We actually had a pretty good system for making changes like that. First, we would change
the compiler to accept both the old and the new. Then we would produce a warning
that on a particular date the old would no longer work. Then we made the old an error
and printed a message about how to fix it. Eventually, we just let it be a syntax error.
This process was applied many times on the way from typeless B to strongly typed C.
----- Original Message -----
From:
"Lars Brinkhoff" <lars@nocrew.org>
To:
"Steve Johnson" <scj@yaccman.com>
Cc:
<tuhs@tuhs.org>
Sent:
Mon, 29 Oct 2018 07:31:24 +0000
Subject:
Re: [TUHS] Archaic yacc C grammar
Steve Johnson wrote:
> Looking at the reserved words, there is one, ENTRY, that I've never
> heard of (although FORTRAN had an ENTRY statement), and there is
> STRUCT but no UNION. Also, he uses val= instead of $$=. There don't
> seem to be any nontrivial assignment ops (neither += or =+).
This is for Snyder's C compiler.

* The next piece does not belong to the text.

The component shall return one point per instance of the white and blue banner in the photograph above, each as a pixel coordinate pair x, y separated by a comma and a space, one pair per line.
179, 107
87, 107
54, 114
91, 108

There is something called =op which
is guess is for =+ etc.
> I'm guessing either Al wrote it from scratch or based it on some other
> similar program.
Looks like you're right. I found this in another file, so it would seem
he wrote it back at MIT:
"The original YACC was designed and implemented on a PDP-11/45 and a
Honeywell 6000 by S. C. Johnson at Bell Laboratories. The version
described in this paper was implemented on the PDP-10 by Alan Snyder.